Allah berfirman dalam al-Qur’an:
كي لا يكون دو لة بين الاْ غنياء منكم ( الحشر : 7)
Supaya harta itu jangan hanya berada di antara orang kaya saja di antara kamu. (Al-Hasyr: 7)

Di samping itu zakat juga merupakan bukti adanya ikatan kekeluargaan sesame muslim, yang pada gilirannya akan menjadikan umat Islam sebagai satu kesatuan untuk saling menunjang satu sama lain. Dengan demikian zakat diharapkan mampu mengentaskan dan mengurangi angka kemiskinan beserta akibat-akibatnya dan mengangkat kehancuran ekonomi seluruh bangsa. Sehingga tidak salah bila diasumsikan bahwa akan mampu memberikan solusi yang tepat bagi keterpurukan bangsa dalam bidang ekonomi.[1]

Namun sayangnya pelaksananaan zakat oleh umat Islam di Negara kita ini, masih kurang optimal, dan belum berjalan sebagaimana diharapkan. Hal ini mengingat potensi umat Islam sebagai penduduk terbesar di negeri ini dengan perolehan zakat yang berhasil dikumpulkan setiap tahunnya sangat jauh sekali perbandinganya. Oleh karena itu perlu dilakukan penyadaran kembali atas diri umat islam tentang pentingnya mengeluarkan zakat sebagai sarana untuk membersihkan dan mensucikan harta dan jiwa mereka.

Islam sebagai agama terakhir telah menjamin memperoleh dan mengakui hak milik (harta) pemiliknya secara pribadi yang diperolehnya dengan cara yang benar.
Kepemilikan tersebut dihormati dan dihargai oleh Islam sebagaimana Islam menghormati kemerdekaan seseorang.
Islam melarang dengan tegas dan mengharamkan pemilikan harta yang diperoleh dengan cara yang bathil atau tidak benar.

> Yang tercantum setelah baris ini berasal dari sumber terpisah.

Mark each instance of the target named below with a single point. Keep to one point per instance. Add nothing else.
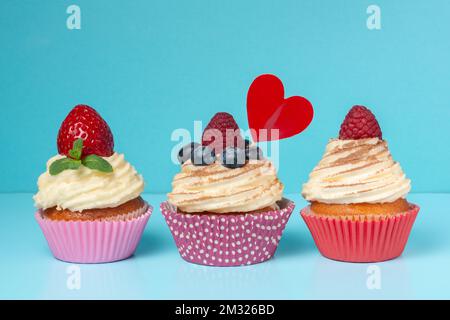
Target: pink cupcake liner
(227, 239)
(371, 240)
(94, 241)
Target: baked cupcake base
(227, 239)
(361, 238)
(355, 209)
(95, 241)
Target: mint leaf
(60, 165)
(76, 150)
(95, 162)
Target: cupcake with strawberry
(89, 204)
(359, 211)
(226, 207)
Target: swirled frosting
(84, 188)
(356, 171)
(217, 189)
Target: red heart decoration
(268, 109)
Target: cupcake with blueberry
(226, 207)
(89, 198)
(359, 211)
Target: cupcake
(89, 204)
(226, 206)
(359, 211)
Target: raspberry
(225, 130)
(85, 123)
(360, 123)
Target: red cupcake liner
(227, 239)
(95, 241)
(370, 240)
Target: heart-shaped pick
(268, 110)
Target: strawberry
(221, 132)
(360, 123)
(85, 123)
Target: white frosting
(217, 189)
(85, 188)
(356, 171)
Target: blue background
(152, 66)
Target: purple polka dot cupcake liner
(226, 240)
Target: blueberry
(233, 158)
(185, 153)
(203, 156)
(253, 153)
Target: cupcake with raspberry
(359, 211)
(226, 207)
(89, 204)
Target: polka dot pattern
(227, 240)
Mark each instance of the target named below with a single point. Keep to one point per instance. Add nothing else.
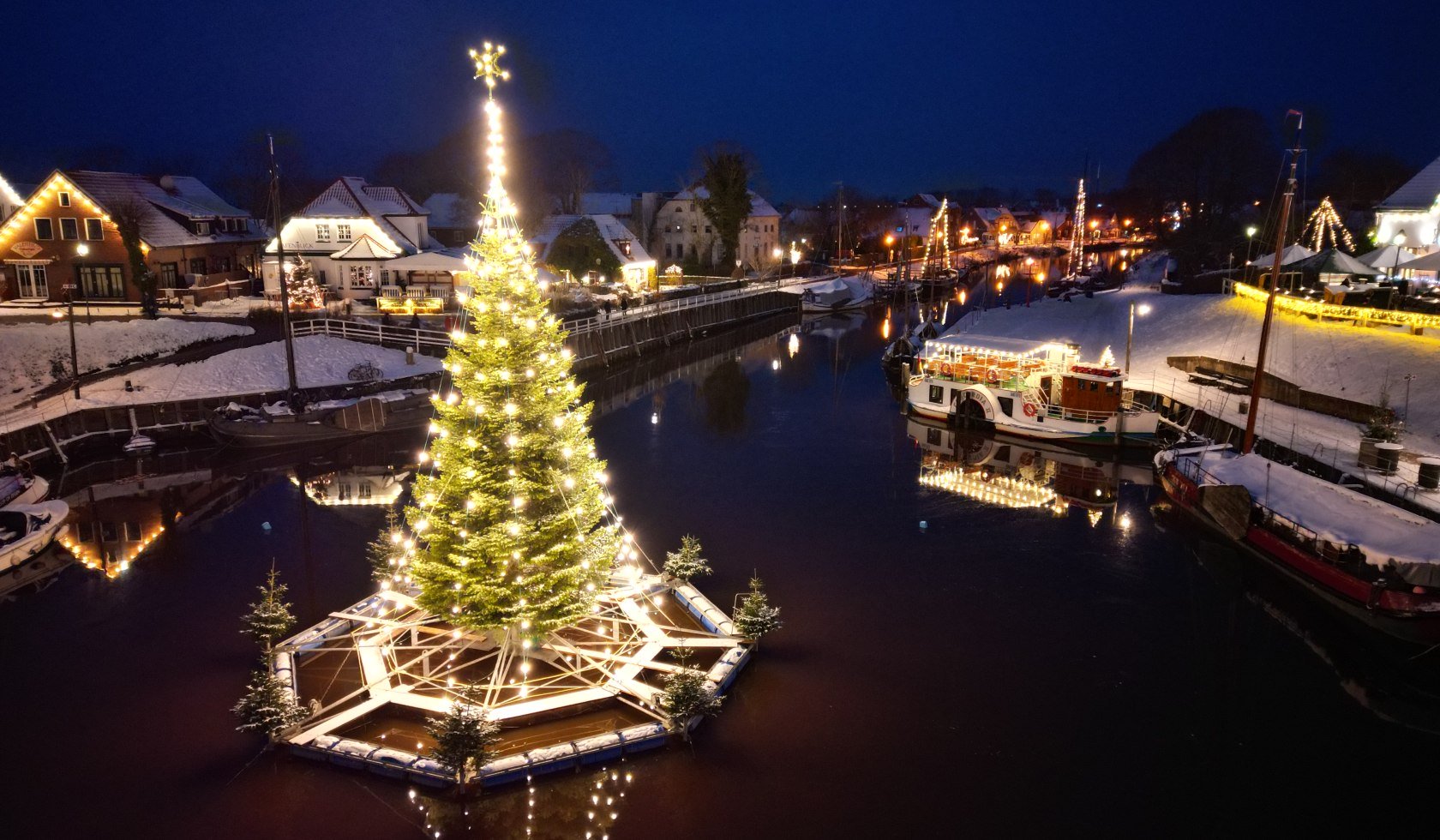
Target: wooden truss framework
(411, 657)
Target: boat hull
(1400, 614)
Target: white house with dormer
(363, 239)
(684, 232)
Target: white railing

يا ءيها الذ ين امنوا لا تاء كلو ا اموالكم بينكم با البا طل  

Hai orang-orang yang beriman, Janganlah kamu saling memakan harta sesama kamu dengan jalan yang batil (al-Nisa: 29)

Sungguhpun Islam telah menghargai hak milik pribadi namun Islam juga memberikan syarat yang sangat memberatkan yaitu harta yang diperolehnya itu harus dengan jalan yang halal. Dengan cara yang diperbolehkan Islam. Sehingga cara-cara seperti riba, korupsi, judi, menipu dan sebagainya diharamkan oleh Islam. Islam jelas-jelas menentang dan memeranginya.

Bahkan Islam berpendapat bahwa, peribadatan yang berafiliasi dari perolehan harta haram maka peribadatan tersebut tidak diterima oleh Allah Swt.

Berkaitan dengan harta yang halal pun Islam masih mempunyai beberapa saran yaitu:
1.      Si pemilik harta hendaknya tidak beranggapan bahwa dialah pemilik harta tersebut, tetapi dia harus berkeyakinan bahwa Allah lah pemilik sejati semua yang ada.
2.      Dalam memiliki harta titipan Allah, Islam menuntut kepada pemiliknya agar punya rencana yang tepat dan cita-cita yang tinggi. Artinya jangan sampai harta yang dimiliki tadi tidak dimanfaatka dan dinafkahkan kecuali dijalan Allah seperti menyantuni yatim piatu, fakir miskin dan lain sebagainya.
3.      Karena hakikat harta itu hanyalah titipan Allah sesungguhnya si pemilik harta harus mengeluarkan zakatnya. Firman Alloh:
وانفقوا مما جعلكم مستخلفين فيه (الحديد: 7)
Dan nafkahkanlah sebagian hartamu yang allah telah menjadikan kamu menguasainya (al-hadid: 7)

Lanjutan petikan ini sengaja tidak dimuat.